Dem Patienten geht es endlich besser
Heute besuchen wir die Internationale Kommission zum Schutz des Rheins in Koblenz (IKSR). Wir wollen wissen, wie es um den Rhein bestellt ist.
Bis vor wenigen Jahrzehnten galt der Rhein von Basel bis an seine Mündung in die Nordsee als Kloake. Er war mit Schwermetallen sowie ungeklärten Abwässern verschmutzt. Und obwohl rund 30 Millionen Menschen ihr Trinkwasser aus dem Rhein beziehen, tat sich im Bereich Gewässerschutz herzlich wenig.
«Nachhaltig verändert hat sich die internationale Haltung in Bezug auf die Gewässerverschmutzung erst nach dem Chemiebrand in Schweizerhalle,» sagt Anne Schulte-Wülver-Leidig, Stellvertretende Geschäftsführerin der Internationalen Kommission zum Schutz des Rheins.

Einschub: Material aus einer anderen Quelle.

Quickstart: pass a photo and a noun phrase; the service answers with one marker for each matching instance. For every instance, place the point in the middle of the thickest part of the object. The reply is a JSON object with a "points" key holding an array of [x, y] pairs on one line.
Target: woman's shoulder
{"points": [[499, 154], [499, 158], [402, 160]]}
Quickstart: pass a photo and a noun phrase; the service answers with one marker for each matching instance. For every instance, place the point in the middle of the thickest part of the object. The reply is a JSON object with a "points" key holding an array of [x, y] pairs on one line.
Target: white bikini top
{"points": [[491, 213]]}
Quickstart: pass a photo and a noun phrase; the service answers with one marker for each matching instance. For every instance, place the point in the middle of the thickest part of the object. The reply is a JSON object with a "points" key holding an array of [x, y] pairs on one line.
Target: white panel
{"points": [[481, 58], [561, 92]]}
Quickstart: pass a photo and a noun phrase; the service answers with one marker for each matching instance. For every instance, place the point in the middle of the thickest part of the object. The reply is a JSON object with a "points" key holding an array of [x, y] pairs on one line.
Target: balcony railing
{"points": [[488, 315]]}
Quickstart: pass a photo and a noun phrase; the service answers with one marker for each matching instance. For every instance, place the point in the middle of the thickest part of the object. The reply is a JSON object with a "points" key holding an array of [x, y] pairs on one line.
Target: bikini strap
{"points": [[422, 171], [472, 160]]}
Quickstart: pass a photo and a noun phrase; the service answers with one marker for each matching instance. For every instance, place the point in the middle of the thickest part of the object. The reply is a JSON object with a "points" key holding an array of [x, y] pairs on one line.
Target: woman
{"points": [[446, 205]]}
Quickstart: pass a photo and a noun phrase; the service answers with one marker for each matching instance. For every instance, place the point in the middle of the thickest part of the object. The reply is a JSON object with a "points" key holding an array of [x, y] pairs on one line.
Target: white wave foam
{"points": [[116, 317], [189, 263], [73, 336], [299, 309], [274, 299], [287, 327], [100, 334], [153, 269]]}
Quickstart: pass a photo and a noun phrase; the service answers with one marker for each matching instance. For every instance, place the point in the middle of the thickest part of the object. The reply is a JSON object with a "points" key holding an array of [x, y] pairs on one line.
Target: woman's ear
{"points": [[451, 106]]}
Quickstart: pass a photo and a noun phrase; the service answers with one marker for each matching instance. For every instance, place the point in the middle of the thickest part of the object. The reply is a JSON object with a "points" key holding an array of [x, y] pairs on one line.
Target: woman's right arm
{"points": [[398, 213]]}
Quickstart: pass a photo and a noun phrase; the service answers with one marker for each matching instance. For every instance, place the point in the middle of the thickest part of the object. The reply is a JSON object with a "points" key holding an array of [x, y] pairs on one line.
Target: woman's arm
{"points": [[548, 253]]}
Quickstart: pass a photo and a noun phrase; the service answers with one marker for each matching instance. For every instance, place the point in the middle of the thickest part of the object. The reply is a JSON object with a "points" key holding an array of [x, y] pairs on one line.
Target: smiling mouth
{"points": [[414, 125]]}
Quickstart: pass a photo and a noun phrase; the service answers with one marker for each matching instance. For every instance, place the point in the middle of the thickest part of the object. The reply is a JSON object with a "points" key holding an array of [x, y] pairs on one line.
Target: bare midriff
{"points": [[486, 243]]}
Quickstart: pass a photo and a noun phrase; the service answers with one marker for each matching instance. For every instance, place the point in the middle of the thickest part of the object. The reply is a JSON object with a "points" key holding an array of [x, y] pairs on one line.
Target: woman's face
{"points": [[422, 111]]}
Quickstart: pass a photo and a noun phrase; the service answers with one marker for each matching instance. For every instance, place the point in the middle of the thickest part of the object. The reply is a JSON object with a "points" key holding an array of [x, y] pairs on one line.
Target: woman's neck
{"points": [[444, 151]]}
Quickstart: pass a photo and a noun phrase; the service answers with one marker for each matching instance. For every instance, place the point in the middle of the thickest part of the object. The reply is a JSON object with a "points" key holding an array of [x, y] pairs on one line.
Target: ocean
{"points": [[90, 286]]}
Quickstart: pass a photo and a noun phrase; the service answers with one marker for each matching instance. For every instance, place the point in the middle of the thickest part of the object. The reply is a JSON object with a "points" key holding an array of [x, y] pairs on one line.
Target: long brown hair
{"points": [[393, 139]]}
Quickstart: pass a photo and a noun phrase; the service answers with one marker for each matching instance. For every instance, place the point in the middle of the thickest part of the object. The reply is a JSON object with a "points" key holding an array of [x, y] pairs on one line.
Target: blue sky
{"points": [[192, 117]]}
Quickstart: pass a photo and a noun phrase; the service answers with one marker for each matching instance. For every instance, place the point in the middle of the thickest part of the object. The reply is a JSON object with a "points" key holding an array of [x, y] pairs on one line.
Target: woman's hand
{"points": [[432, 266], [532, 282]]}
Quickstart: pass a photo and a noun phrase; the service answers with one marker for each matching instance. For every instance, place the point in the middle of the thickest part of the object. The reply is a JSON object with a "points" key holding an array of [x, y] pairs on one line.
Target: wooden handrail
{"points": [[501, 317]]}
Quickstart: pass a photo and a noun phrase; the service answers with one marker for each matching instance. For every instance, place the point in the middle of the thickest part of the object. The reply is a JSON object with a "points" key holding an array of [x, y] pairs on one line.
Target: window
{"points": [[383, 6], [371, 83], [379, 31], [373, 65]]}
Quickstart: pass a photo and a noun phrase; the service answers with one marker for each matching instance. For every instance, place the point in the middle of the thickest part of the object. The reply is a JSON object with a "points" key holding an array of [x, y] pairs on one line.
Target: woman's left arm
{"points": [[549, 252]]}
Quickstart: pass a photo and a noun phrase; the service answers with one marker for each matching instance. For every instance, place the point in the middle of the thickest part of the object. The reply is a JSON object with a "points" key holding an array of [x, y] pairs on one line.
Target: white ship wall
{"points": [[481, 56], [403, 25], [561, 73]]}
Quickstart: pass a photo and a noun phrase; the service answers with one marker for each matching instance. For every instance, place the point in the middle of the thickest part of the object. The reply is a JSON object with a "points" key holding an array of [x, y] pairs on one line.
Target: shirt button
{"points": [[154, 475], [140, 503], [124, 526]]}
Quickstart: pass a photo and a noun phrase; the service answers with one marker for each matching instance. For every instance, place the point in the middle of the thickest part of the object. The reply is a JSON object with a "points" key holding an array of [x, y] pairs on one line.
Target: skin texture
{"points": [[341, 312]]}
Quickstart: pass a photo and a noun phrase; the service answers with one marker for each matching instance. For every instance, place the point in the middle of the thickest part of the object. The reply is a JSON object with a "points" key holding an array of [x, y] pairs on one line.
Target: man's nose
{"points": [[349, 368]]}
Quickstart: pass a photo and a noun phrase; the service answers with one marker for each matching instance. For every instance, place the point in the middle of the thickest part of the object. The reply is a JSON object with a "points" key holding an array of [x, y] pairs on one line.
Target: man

Damals, am 1. November 1986, war verseuchtes Löschwasser nach einem Chemiebrand von Sandoz bei Basel in den Rhein gelangt und hatte eine Rotfärbung des Flusses bewirkt.
Ein riesiges Fischsterben setzte ein, nach drei Tagen trieben zwischen Basel und Karlsruhe 150’000 tote Aale, nach einer Woche erreichte die Giftwelle Holland. Entlang des Rheins wurden alle Trinkwasserfassungen gesperrt.
«Heute hat sich die Situation erheblich verbessert. Man kann sagen, dass es dem Rhein heute wieder recht gut geht. Es gibt sogar wieder Lachse», zieht Anne Schulte Wülver befriedigt Bilanz.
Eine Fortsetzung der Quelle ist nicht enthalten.